[sc34wg3] Re: FYI: Yet another TMRM Formalization (well, not really)

Robert Barta sc34wg3@isotopicmaps.org
Fri, 16 Jul 2004 07:29:10 +1000


On Thu, Jul 15, 2004 at 05:12:13PM +0100, Martin Bryan wrote:
> > Counterquestion: How can the natural numbers be implemented such that
> > a computer can understand?
>
> By humans adopting conventions that machines can interpret to
> determine the relevant values that can be used in binary arithematic
> to represent the number.

Martin,

But there are MANY relevant values in the set of natural numbers.
A formal model ...

> What I want are a set of machine processable identifiers for TM concepts
> that humans can enter safely by hand.

...by itself may not be necessarily transferable into a computer,
unless you do it strictly symbolically. And it still has a value, in
that you can analyse the structure of your things.

This huge system 'number theory' talks about monstrous numbers and
their properties. This is all symbolic math in the brains, almost no
machinery in place.

But all of it together is so strong that crypto technologies (RSA, EC,
DSA) are built on in and used in wars. The NSA has alledgedley 1000
mathematicians employed. They are not doing data entry there....

> > The \tau model is a formalism, nothing else. It is not meant to
> > implemented as is, in the same way as relational databases do not
> > implement tables with the relational algebra.
> 
> But they do have a computable form.

Saying the above, the \tau model also happens to be 'computable' in
the sense that it talks about finite sets of terms. An assertion is a
finite set and a map is a finite set of assertions.

If Jan would ask me again whether this is an 'implementation', I would
answer, yes, but a slooooooooooow one.

> > What RDBMSes do is to incorporate 'knowledge about the relational
> > algebra, at least to a certain extend. This is also the intention
> > behind the path language, namely that engines can use it to perform
> > optimization steps during processing. The model is nothing else as a
> > basis to formulate the rules.
> 
> But until you take the next step the model will remain just that = a
> "theoretical" model which explains all and does f.all.

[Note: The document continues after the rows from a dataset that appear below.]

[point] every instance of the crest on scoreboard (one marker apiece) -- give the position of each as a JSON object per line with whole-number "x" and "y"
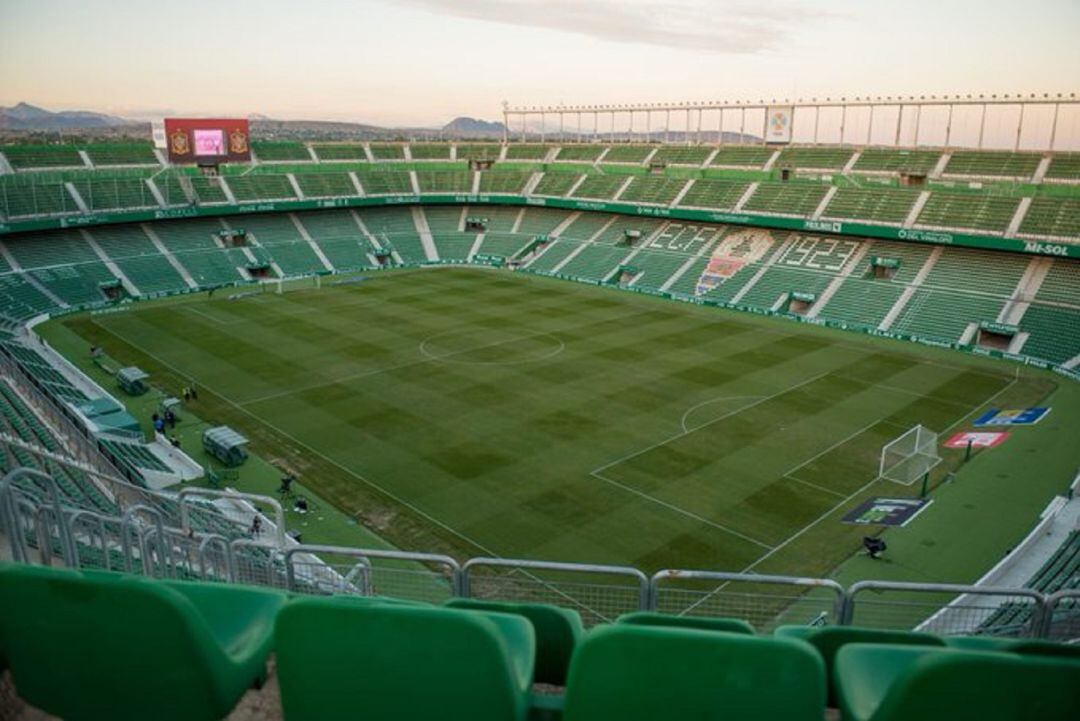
{"x": 238, "y": 141}
{"x": 178, "y": 143}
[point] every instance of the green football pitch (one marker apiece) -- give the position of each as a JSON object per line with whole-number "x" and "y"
{"x": 484, "y": 412}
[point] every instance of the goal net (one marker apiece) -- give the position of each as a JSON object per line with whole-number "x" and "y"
{"x": 909, "y": 457}
{"x": 282, "y": 285}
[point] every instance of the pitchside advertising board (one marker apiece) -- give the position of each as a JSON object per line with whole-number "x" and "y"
{"x": 206, "y": 140}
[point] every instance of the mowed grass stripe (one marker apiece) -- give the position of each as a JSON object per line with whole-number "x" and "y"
{"x": 732, "y": 472}
{"x": 501, "y": 453}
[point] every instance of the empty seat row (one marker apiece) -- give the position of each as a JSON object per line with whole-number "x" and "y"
{"x": 70, "y": 640}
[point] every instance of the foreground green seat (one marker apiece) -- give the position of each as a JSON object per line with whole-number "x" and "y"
{"x": 115, "y": 647}
{"x": 882, "y": 682}
{"x": 340, "y": 660}
{"x": 827, "y": 640}
{"x": 704, "y": 623}
{"x": 1021, "y": 645}
{"x": 630, "y": 672}
{"x": 557, "y": 633}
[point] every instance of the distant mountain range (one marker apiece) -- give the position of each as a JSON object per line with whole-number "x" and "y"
{"x": 25, "y": 117}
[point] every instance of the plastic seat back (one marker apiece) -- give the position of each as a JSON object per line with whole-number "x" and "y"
{"x": 631, "y": 672}
{"x": 557, "y": 633}
{"x": 703, "y": 623}
{"x": 881, "y": 682}
{"x": 110, "y": 648}
{"x": 339, "y": 660}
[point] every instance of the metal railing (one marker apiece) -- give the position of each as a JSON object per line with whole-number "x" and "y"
{"x": 147, "y": 541}
{"x": 766, "y": 601}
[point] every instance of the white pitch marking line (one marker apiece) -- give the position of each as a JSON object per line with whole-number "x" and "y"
{"x": 715, "y": 420}
{"x": 676, "y": 508}
{"x": 807, "y": 483}
{"x": 706, "y": 403}
{"x": 352, "y": 473}
{"x": 211, "y": 317}
{"x": 428, "y": 358}
{"x": 838, "y": 505}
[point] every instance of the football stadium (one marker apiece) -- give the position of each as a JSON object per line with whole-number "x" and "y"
{"x": 724, "y": 409}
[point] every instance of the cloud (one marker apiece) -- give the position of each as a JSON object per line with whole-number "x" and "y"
{"x": 703, "y": 25}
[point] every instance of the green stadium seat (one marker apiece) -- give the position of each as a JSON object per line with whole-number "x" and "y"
{"x": 1030, "y": 647}
{"x": 828, "y": 640}
{"x": 557, "y": 633}
{"x": 903, "y": 682}
{"x": 742, "y": 155}
{"x": 628, "y": 672}
{"x": 702, "y": 623}
{"x": 555, "y": 184}
{"x": 580, "y": 153}
{"x": 102, "y": 645}
{"x": 342, "y": 660}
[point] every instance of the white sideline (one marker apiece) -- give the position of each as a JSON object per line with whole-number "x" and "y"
{"x": 841, "y": 503}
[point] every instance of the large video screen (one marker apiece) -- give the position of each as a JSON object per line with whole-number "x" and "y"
{"x": 210, "y": 143}
{"x": 206, "y": 140}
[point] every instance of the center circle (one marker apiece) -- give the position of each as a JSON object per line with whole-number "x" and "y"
{"x": 490, "y": 347}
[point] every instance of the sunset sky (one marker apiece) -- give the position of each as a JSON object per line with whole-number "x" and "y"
{"x": 424, "y": 62}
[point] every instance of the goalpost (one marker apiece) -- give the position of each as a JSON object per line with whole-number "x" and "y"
{"x": 910, "y": 457}
{"x": 282, "y": 285}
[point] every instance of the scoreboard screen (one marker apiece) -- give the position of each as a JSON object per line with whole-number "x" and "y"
{"x": 207, "y": 141}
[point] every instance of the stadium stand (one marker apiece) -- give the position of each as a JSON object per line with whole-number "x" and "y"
{"x": 207, "y": 191}
{"x": 888, "y": 160}
{"x": 990, "y": 163}
{"x": 385, "y": 182}
{"x": 478, "y": 151}
{"x": 325, "y": 185}
{"x": 430, "y": 150}
{"x": 1052, "y": 216}
{"x": 261, "y": 187}
{"x": 453, "y": 244}
{"x": 975, "y": 212}
{"x": 395, "y": 229}
{"x": 718, "y": 194}
{"x": 599, "y": 187}
{"x": 122, "y": 153}
{"x": 1055, "y": 332}
{"x": 503, "y": 181}
{"x": 26, "y": 196}
{"x": 628, "y": 153}
{"x": 890, "y": 206}
{"x": 332, "y": 151}
{"x": 652, "y": 190}
{"x": 31, "y": 157}
{"x": 444, "y": 181}
{"x": 786, "y": 199}
{"x": 555, "y": 184}
{"x": 115, "y": 193}
{"x": 682, "y": 154}
{"x": 814, "y": 158}
{"x": 339, "y": 236}
{"x": 387, "y": 151}
{"x": 1064, "y": 167}
{"x": 580, "y": 152}
{"x": 279, "y": 151}
{"x": 526, "y": 151}
{"x": 742, "y": 155}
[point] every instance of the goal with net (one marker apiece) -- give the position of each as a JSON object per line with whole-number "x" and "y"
{"x": 910, "y": 457}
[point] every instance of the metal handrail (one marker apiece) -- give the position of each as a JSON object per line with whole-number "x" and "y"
{"x": 725, "y": 577}
{"x": 628, "y": 571}
{"x": 959, "y": 589}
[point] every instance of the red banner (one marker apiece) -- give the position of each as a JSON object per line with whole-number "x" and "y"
{"x": 207, "y": 140}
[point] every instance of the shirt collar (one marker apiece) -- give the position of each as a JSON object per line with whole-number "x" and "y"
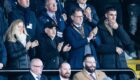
{"x": 78, "y": 25}
{"x": 34, "y": 75}
{"x": 51, "y": 14}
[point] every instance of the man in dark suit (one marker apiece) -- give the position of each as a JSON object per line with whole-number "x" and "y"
{"x": 89, "y": 71}
{"x": 64, "y": 72}
{"x": 51, "y": 47}
{"x": 50, "y": 15}
{"x": 114, "y": 38}
{"x": 80, "y": 36}
{"x": 35, "y": 73}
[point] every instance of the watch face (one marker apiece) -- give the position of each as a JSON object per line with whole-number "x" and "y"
{"x": 138, "y": 67}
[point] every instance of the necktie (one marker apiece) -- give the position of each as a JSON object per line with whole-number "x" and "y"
{"x": 93, "y": 78}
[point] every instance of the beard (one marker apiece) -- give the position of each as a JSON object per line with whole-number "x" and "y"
{"x": 90, "y": 69}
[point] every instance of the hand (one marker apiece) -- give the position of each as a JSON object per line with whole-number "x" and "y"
{"x": 35, "y": 43}
{"x": 95, "y": 30}
{"x": 28, "y": 45}
{"x": 59, "y": 47}
{"x": 113, "y": 24}
{"x": 64, "y": 16}
{"x": 87, "y": 13}
{"x": 119, "y": 50}
{"x": 66, "y": 48}
{"x": 1, "y": 65}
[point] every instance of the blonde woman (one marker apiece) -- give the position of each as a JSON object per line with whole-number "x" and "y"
{"x": 18, "y": 45}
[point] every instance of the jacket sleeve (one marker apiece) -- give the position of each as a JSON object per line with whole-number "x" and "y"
{"x": 75, "y": 77}
{"x": 104, "y": 47}
{"x": 3, "y": 53}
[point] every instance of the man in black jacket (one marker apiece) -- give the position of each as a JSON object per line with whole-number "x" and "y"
{"x": 35, "y": 73}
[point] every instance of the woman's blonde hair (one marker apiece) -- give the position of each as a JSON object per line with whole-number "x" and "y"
{"x": 11, "y": 32}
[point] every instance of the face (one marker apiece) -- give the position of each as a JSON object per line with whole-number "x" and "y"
{"x": 77, "y": 18}
{"x": 82, "y": 1}
{"x": 21, "y": 27}
{"x": 37, "y": 67}
{"x": 24, "y": 3}
{"x": 90, "y": 64}
{"x": 51, "y": 32}
{"x": 65, "y": 70}
{"x": 51, "y": 5}
{"x": 111, "y": 15}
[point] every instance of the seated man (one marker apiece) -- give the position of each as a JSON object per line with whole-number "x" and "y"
{"x": 64, "y": 72}
{"x": 35, "y": 73}
{"x": 52, "y": 48}
{"x": 88, "y": 72}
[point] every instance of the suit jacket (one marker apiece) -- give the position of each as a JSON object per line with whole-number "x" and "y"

'Just' is not a just characterisation. But this is more a question
about the usefulness of theoretical models in general. Your mobile in
your pocket, your combustion engine in your car, the plan you took
last month. Part of it is experiment, but lots only emerged on paper
first.

> >    ($m / is-author-of / author/bn @uc)
> 
> What if I, in my vast ignorance, misenter this as
> ($x/author/is-author-of/basename ^@unconstrained)

Then your query processor will give you a more or less friendly
feedback, that

   (a) the query is not consistent with the map structure
       if that is known to the processor, or

   (b) sorry, nothing of this kind can be found

In this sense the query language should behave like those for

   relational DBs
   OO DBs
   hierarchical DBs
   XML DBs
   you-name-it DBs

All I know necessitate the 'programmer' to know something about the
structure (some call it schema) of the database. Either the human
knows this - and in projects where you NEED the control to guarantee a
degree of quality this will be the case - or the development
infrastructure will help you.

In UNIX, for instance, there are many tools where you can use the
'TAB' key to get suggestions how to complete a command / xml-tag /
sentence /...

> My point is that information in natural languages can be entered in
> different orders to get the same result.

True, but TMs is NOT about natural language processing. It is - as I
understand it - about 'shallow knowledge'. And that HAS a structure,
albeit a weak one.

> SQL only offers a limited functionality for doing this. By naming
> each field XML allows you to identify when the wrong information has
> been entered in the wrong order.

XML does not help at all. Look at the snippet

<something>
   <Shoesize>123</Shoesize>
   <StudentNr>234</StudentNr>
</something>

That entity which puts in the information has to know what these
things 'mean'. Same for relational DBs, same for TM DBs.

> At present your model seems to be suggesting I need to be sure that
> type a is used in map x, that the third part of the path is always
> an association, the fourth is a TM construct and the fifth is a
> qualification :-( But is this correct, fixed, inviolate,
> adequate....?

The *formal* model suggests that there are ALWAYS only assertions
(which are equivalent to associations, excluding scoping). So what the
'formal programmer' would have to know what roles and what kind of
assertions are involved to reach a particular information.

In the 'practical query language' we will use topics and associations
because that is that what the people are familiar with. The *formal*
model can be used to make it clear (more than prose can do) what a query
actually should accomplish for a given map.

But also on the practical level the 'programmer' HAS to know what
types, roles, .... are relevant to reach particular information.

If he/she does not, then tools can easily extract this information
out of a map without knowing anyhing about it:

   - what topics are used only as type?
   - what are only roles?
   - what are instances
   - is there a type hierarchy
   - ....

Basic ontology reengineering. Equipped with that knowlege and the
proper labeling the programmer can get as much information as he needs
to formulate the query.

> Doubting TM (Thomas/Martin)

Well, if you associate TMs with natural language processing, then I
would also doubt them.

\rho